A principal mudança proposta é a transferência da vinculação institucional do Núcleo de Ética e Inovação em Inteligência Artificial (NEI-IA) da Secretaria-Geral de Governo (SGG) para a Secretaria de Estado de Ciência, Tecnologia e Inovação (Secti). Segundo a justificativa do Poder Executivo, a alteração busca adequar a estrutura à nova distribuição de competências promovida pela Lei nº 24.331, de junho de 2026, que transferiu atribuições relacionadas à tecnologia da informação e inovação para a Secti.

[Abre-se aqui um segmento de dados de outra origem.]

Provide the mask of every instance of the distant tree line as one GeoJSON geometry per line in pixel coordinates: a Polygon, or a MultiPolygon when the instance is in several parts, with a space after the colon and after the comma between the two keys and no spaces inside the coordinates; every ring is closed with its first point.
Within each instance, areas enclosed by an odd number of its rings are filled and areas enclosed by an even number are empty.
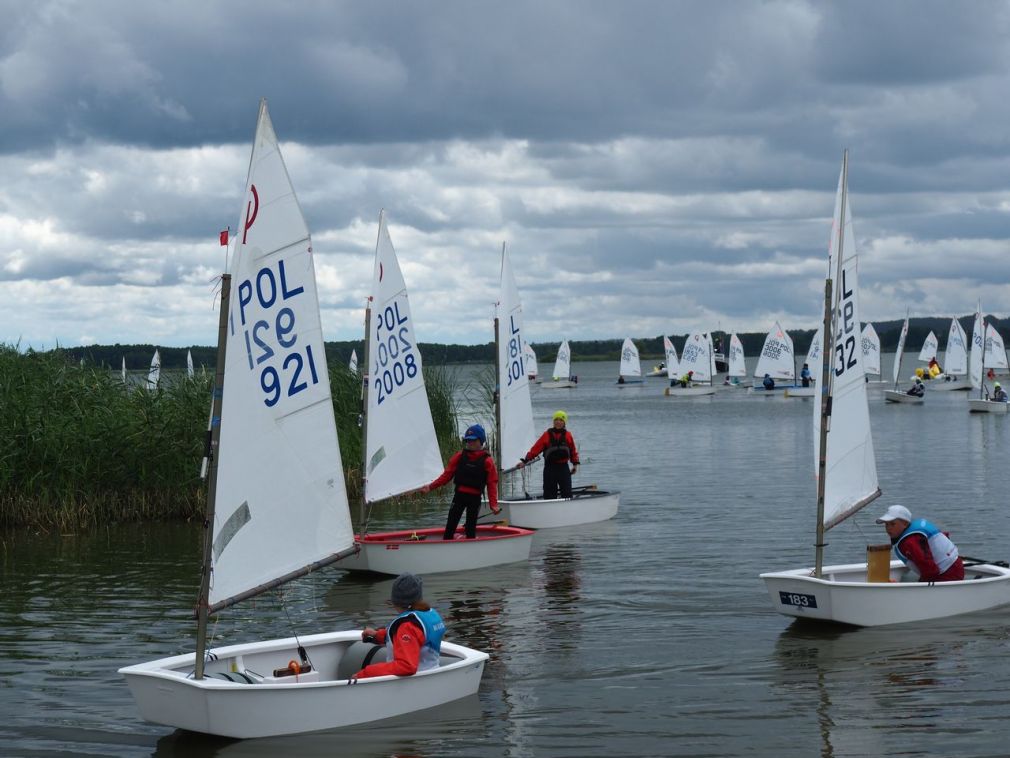
{"type": "MultiPolygon", "coordinates": [[[[881,338],[881,350],[893,352],[898,347],[898,337],[901,334],[901,324],[904,319],[892,321],[874,322],[874,328],[881,338]]],[[[973,315],[962,316],[957,319],[965,329],[965,334],[971,339],[975,317],[973,315]]],[[[1008,333],[1003,331],[1000,319],[995,316],[987,316],[986,320],[1000,333],[1004,341],[1007,340],[1008,333]]],[[[939,350],[946,348],[947,333],[950,328],[950,318],[945,316],[923,316],[912,318],[908,326],[908,341],[906,350],[913,349],[918,352],[926,336],[933,331],[939,342],[939,350]]],[[[810,341],[816,331],[810,329],[787,329],[789,336],[793,338],[793,346],[797,356],[806,355],[810,348],[810,341]]],[[[767,333],[750,331],[737,333],[740,343],[743,345],[743,352],[747,356],[756,356],[765,344],[767,333]]],[[[725,331],[713,331],[713,339],[720,344],[723,351],[729,348],[729,335],[725,331]]],[[[677,348],[680,355],[684,351],[684,343],[688,335],[671,335],[670,339],[677,348]]],[[[658,337],[633,337],[635,345],[638,346],[638,353],[643,359],[663,358],[663,335],[658,337]]],[[[621,344],[623,338],[614,340],[575,340],[570,341],[572,347],[573,361],[618,361],[620,360],[621,344]]],[[[536,352],[537,361],[540,363],[551,362],[558,352],[559,342],[533,343],[533,350],[536,352]]],[[[125,358],[128,371],[141,371],[150,366],[152,356],[155,354],[155,345],[89,345],[80,348],[61,348],[64,353],[72,356],[74,360],[84,360],[86,363],[96,366],[108,366],[110,369],[118,369],[125,358]]],[[[424,360],[431,365],[475,363],[488,364],[495,360],[495,349],[493,343],[483,345],[442,345],[439,343],[420,343],[421,355],[424,360]]],[[[205,367],[212,369],[217,355],[217,348],[194,345],[188,348],[161,348],[160,351],[163,369],[185,369],[186,352],[193,354],[193,364],[197,368],[205,367]]],[[[351,351],[358,353],[358,361],[365,362],[365,344],[362,341],[344,341],[326,343],[326,357],[331,364],[346,365],[350,360],[351,351]]]]}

A iniciativa altera a Lei Complementar nº 205, de 19 de maio de 2025, e estabelece, ainda, que a Fundação de Amparo à Pesquisa do Estado de Goiás (Fapeg) operacionalizará ações de fomento, pesquisa, inovação e capacitação em inteligência artificial, seguindo as diretrizes da Secti. O texto também atribui à Fapeg, em conjunto com a secretaria, a execução e coordenação do Prêmio Anual Goiás Aberto para a Inteligência Artificial.
A proposta também transfere para a pasta da inovação a coordenação da Diplomacia Estadual para Tecnologia e Inteligência Artificial e responsabilidades relacionadas ao Centro Estadual de Computação Aberta e Inteligência Artificial. Os mandatos, designações, atos administrativos e deliberações atualmente vigentes no NEI-IA serão preservados até nova deliberação ou o término dos respectivos prazos.
Na justificativa encaminhada ao Parlamento, o Executivo afirma que a reorganização pretende fortalecer a governança técnica da política estadual de inteligência artificial e a articulação com universidades, centros de pesquisa e o setor produtivo. A mudança, conforme explica, tem caráter organizacional, sem criação de cargos, ampliação da estrutura administrativa ou aumento de despesas públicas.
Com a aprovação pelo colegiado, a matéria segue, ainda nesta tarde, para duas votações pelo Plenário da Alego.